Author: Ross Baxter-McGhee, Observer to UK Council
As my term as observer to UK Council comes to an end, I have had a chance to reflect on the experiences I have had over the past year.
My first thoughts of attending a UK Council meeting were that of astonishment at the vast array of subjects discussed, ranging from every branch of radiography, to the political landscape, to the finances of the organisation.
This is understandable considering that UK Council members are charged not only with representing radiographers on the national and international stage, but also to protect the interests of the SCoR as an organisation.
One of the first meetings I attended I was able to witness the election of the vice-president. During the questioning of the candidates I was impressed with their breadth of knowledge and began to understand what it takes to be a UK Council member.
Highlights of my term included the Presidential Inauguration which I attended in July. The speeches by the outgoing and incoming presidents inspired me and reinvigorated my activism for the SCoR.
This event also included the presentation of awards to those who had contributed massively to the radiographic community.
It was great to see recognition for those that had worked tirelessly to improve patient care.
Another highlight was the Radiographer of the Year awards, hosted in the superb surroundings of Westminster Palace.
Again, it was fantastic to see members of the profession receive the much deserved praise for the work they do.
The most inspiring moment of the event came towards the end and was somewhat unexpected. One of the waiters of the event, who had been keen to talk to everyone and make them welcome during the event, took the podium to alert us that our time was coming to an end and we should prepare to leave.

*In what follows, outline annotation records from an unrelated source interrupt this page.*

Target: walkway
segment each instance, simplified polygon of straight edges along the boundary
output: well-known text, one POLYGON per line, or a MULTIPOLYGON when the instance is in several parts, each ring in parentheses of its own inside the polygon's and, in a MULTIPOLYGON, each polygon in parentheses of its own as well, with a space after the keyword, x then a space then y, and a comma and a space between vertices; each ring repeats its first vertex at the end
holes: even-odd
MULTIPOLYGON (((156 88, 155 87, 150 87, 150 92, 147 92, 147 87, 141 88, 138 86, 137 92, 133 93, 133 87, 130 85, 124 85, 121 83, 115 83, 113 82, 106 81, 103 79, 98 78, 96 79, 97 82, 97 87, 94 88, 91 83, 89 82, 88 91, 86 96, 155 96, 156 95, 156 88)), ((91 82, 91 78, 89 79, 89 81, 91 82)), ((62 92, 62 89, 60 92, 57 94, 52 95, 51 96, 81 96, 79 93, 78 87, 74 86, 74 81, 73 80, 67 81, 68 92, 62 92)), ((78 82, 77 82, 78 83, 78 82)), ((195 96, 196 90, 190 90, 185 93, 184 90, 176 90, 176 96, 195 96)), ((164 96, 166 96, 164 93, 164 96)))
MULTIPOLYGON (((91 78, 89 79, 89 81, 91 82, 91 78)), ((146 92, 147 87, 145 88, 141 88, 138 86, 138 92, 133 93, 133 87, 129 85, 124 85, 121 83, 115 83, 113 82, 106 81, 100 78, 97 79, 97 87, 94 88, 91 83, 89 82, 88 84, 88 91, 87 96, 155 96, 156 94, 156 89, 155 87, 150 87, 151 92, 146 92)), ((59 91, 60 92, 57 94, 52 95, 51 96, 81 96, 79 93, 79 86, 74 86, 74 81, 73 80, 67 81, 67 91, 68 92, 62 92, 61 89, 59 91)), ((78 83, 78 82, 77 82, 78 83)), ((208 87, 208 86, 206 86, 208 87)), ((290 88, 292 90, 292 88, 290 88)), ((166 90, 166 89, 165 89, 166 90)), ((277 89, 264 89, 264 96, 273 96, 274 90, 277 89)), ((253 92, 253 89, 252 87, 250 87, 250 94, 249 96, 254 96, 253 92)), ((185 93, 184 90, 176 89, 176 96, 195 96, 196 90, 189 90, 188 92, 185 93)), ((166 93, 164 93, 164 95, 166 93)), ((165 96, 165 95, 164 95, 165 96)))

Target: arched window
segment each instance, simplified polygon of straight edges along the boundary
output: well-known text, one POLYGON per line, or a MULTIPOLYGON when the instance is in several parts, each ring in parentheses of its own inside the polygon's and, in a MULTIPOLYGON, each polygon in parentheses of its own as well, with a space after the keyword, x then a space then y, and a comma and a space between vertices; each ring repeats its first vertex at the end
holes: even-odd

He took the opportunity of having the attention of all in the room to give his sincere thanks to all radiographers for the care he received whilst receiving radiotherapy for prostate cancer.
He said that the way he was treated by the staff that cared for him made his journey that bit easier. This, more than anything, brought home to me why we do what we do as radiographers.
We all work so hard, campaign for the betterment of the NHS and put forward our thoughts and ideas to improve the patient journey and to focus on patient centred care.
I have had a fantastic time as observer to UK Council and would like to thank those that elected me at ADC 2015.
It has been a great opportunity and I would advise that if you want to learn more about the profession, be re-invigorated in your activism or just feel a sense of pride in your profession, stand as observer at ADC this year.
I have come to realise just how proud I am to be a part of this profession.